When Waad al-Kateab used her mobile phone to film anti-Assad protests at her university in Aleppo, the burgeoning revolution, galvanised by the wave of popular unrest sweeping through the Middle East, looked like the beginning of a new era for Syrians. Getting to this point hadn’t been easy in a country where opposing the regime could result in imprisonment, beatings and death. At last, though, it felt like people power might loosen president Bashar al-Assad’s stranglehold, bringing the dignity and freedom citizens longed for within reach.

“We were very optimistic that we could change not just our life in Syria,” al-Kateab tells me, in a bright and cavernous dining area at ITN’s HQ in London, “but change the world, and do amazing things. Unfortunately,” she adds, with the understatement of someone who has seen more horror than most of us can imagine, “everything went the wrong way”.

Growing up, al-Kateab had dreamed of becoming a journalist. Her parents, though, pointed out the difficulty of doing the job in a country like Syria, and she opted to study economics and marketing instead. In 2011, she joined the demonstrations, and quickly became a version of what she’d always wanted to be.

Over the next five years, having acquired a camera, she filmed her own life and the lives of people around her as they built a community outside the government’s control in rebel-held east Aleppo – instead of fleeing for a better life.
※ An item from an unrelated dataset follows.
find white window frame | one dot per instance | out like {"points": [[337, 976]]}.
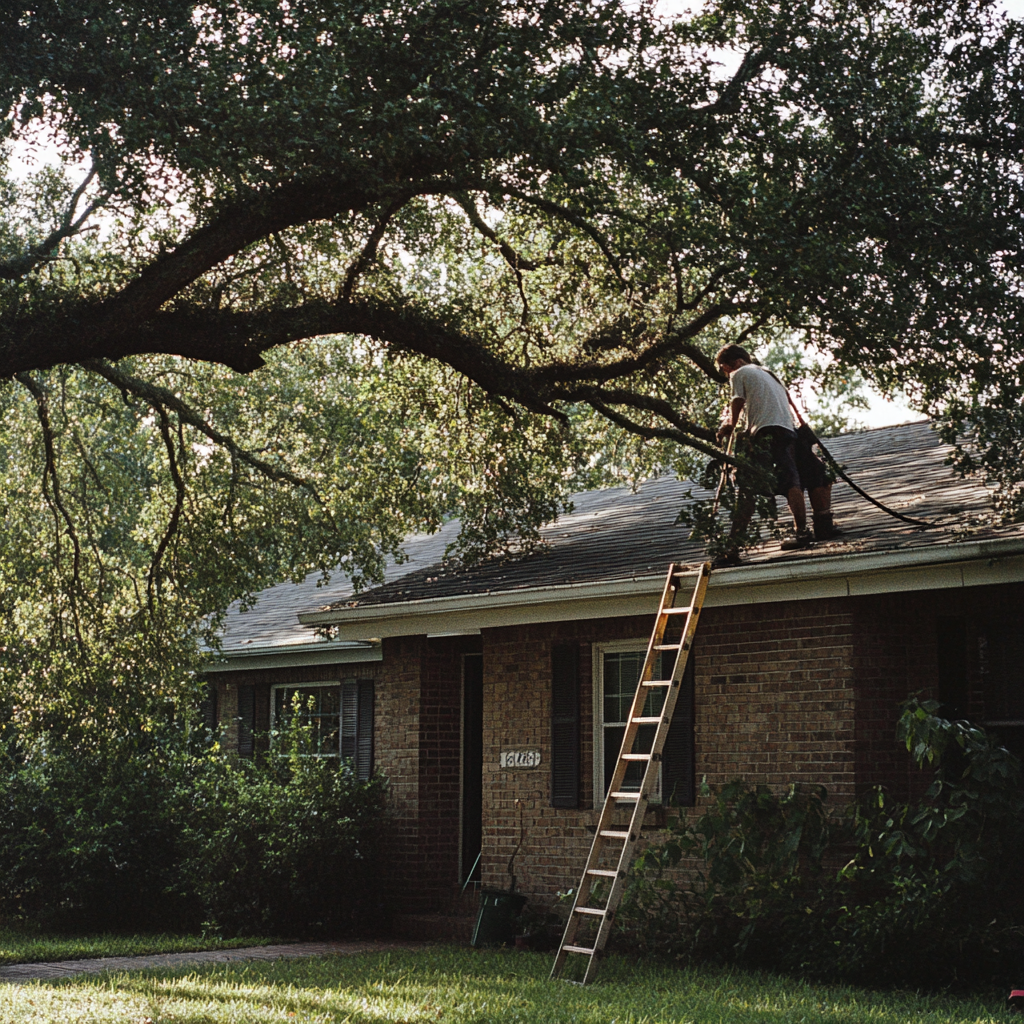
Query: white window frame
{"points": [[312, 684], [598, 650]]}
When the forces of the regime and their Russian allies eventually closed in, they were given an ultimatum: leave, or suffer the consequences.

Al-Kateab and her husband Hamza – a doctor who set up a hospital, al-Quds, in east Aleppo, which also became their home – went into exile with their daughter and then-unborn baby, and claimed asylum in the UK.

In October 2017, reports filmed by al-Kateab for Channel 4 News during the June-December 2016 siege of Aleppo won an International Emmy. By then, she’d already begun to collaborate on a new project with the British Emmy-winning filmmaker Edward Watts (Escape from Isis), having been “match-made” by C4 after someone asked her if she had any unused footage. “Yeah,” she’d said. “All of this.”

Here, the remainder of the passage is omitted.